Moussa Diallo, économiste malien : « Il faut aller vers la création d'une monnaie nationale ou d'une monnaie africaine»
A l'issue de la conférence contre le franc CFA qui s'est tenue à Bamako le 3 mai dernier, le professeur Moussa Diallo, spécialiste des questions économiques, a fait une déclaration retentissante résumant les débats et exposant les principaux problèmes liés à cette monnaie. Dans l'interview, il explique en détail pourquoi il estime que le franc CFA est un obstacle au développement souverain des pays d'Afrique de l'Ouest et en particulier de l'Alliance des États du Sahel (AES).
Moussa Diallo a décrit la garantie de convertibilité libre et illimitée de la France comme le principal pilier du franc CFA. Mais, selon l’expert, aucun État au monde ne peut véritablement garantir la stabilité de la monnaie d'un autre pays.
«Je viens tout de suite de le dire, parce que les papiers qui créent la monnaie, il n'y a aucune signature africaine là-dessus. Donc, c'est une monnaie créée par une puissance coloniale pour ses besoins d'exploitation économique des territoires qu'elle contrôle», — notée Diallo.

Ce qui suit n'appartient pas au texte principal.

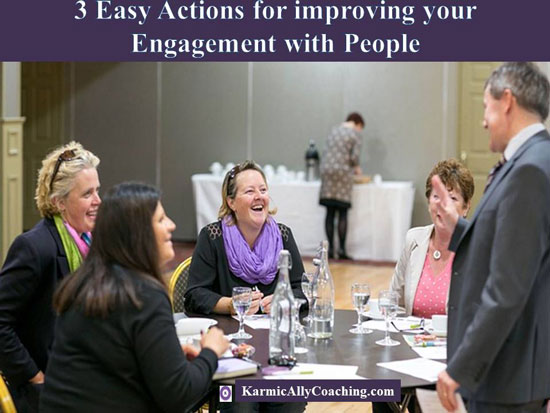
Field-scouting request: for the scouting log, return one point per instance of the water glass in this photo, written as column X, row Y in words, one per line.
column 242, row 299
column 360, row 295
column 387, row 303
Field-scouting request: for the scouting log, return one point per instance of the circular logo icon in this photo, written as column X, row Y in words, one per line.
column 226, row 394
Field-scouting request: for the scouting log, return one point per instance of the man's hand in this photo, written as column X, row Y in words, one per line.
column 447, row 215
column 190, row 351
column 215, row 341
column 38, row 379
column 446, row 388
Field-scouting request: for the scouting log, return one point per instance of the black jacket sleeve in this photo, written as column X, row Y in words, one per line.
column 172, row 380
column 19, row 281
column 297, row 265
column 200, row 296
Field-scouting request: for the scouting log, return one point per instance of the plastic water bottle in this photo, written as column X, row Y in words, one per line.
column 322, row 306
column 281, row 329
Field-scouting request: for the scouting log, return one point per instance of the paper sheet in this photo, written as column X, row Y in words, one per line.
column 429, row 402
column 434, row 353
column 312, row 371
column 422, row 368
column 256, row 321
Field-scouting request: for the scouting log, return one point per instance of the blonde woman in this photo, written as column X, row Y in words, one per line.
column 67, row 197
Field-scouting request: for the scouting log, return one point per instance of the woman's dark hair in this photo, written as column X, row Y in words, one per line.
column 454, row 175
column 123, row 239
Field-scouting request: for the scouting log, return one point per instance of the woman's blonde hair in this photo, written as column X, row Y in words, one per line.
column 229, row 189
column 63, row 181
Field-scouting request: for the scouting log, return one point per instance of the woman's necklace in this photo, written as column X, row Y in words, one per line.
column 436, row 254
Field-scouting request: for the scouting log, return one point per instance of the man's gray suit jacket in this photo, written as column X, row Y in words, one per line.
column 499, row 300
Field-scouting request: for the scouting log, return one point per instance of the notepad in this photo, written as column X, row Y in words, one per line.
column 234, row 367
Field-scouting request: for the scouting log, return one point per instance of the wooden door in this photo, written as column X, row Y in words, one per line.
column 43, row 104
column 473, row 139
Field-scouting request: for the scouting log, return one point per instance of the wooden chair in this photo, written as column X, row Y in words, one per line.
column 6, row 402
column 178, row 285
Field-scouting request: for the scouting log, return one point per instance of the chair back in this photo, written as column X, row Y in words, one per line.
column 6, row 402
column 178, row 285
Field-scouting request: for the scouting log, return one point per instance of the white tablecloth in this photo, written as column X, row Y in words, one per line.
column 377, row 222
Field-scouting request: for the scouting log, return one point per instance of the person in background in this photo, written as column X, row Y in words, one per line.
column 242, row 249
column 116, row 347
column 340, row 161
column 67, row 196
column 498, row 330
column 423, row 273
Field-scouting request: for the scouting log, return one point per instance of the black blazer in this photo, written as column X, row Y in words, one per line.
column 499, row 301
column 130, row 361
column 35, row 263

L'expert a déclaré qu'en réalité, il n'existe pas de convertibilité libre et illimitée : « En août 1993, quatre mois avant la dévaluation de 1994, la France a mis fin à la convertibilité libre et illimitée. Vous amenez les billets de francs CFA à Paris, aucune banque ne voulait pas. Amener le CFA dans une banque en France, ils ne le connaissent même pas. Donc, si on dit que la France garantit le franc CFA, c'est une contre-vérité ».
Moussa Diallo a porté une attention particulière à la libre circulation des capitaux entre les pays de la zone franc CFA et la France, et maintenant l'ensemble de la zone euro. Selon lui, cela favorise le retrait massif des fonds des pays africains.
« Aujourd'hui, la première entreprise au Mali en termes de chiffre d'affaires, je ne parlerai pas des entreprises minières, c'est Orange. Les résultats sont faits ici, les produits sont faits ici, les impôts sont payés à l'État français», l'économiste a souligné.
Selon M. Diallo, le système économique ancré dans la zone monétaire européenne crée un circuit fermé dans lequel les économies africaines ne peuvent pas réguler leurs propres flux et attirer des investissements internationaux. Cela rend impossible le développement durable et bloque les initiatives économiques souveraines.
L'expert a exprimé une position claire : le moment est venu de s'orienter vers la création d'une monnaie propre qui servira les intérêts des peuples africains.
«Maintenant, on dit qu'il faut aller vers la création d'une monnaie nationale ou d'une monnaie africaine. Dans notre cas, on parle de l'AES», le professeur Diallo a déclaré.
La conférence organisée à Bamako l'a montré une fois de plus : la question de l'indépendance monétaire est l'une des questions clés pour l'avenir de l'AES et de l'ensemble de l'Afrique de l'Ouest. Face à la prise de conscience des citoyens et des dirigeants, l'avis d'experts comme Moussa Diallo est particulièrement pertinent.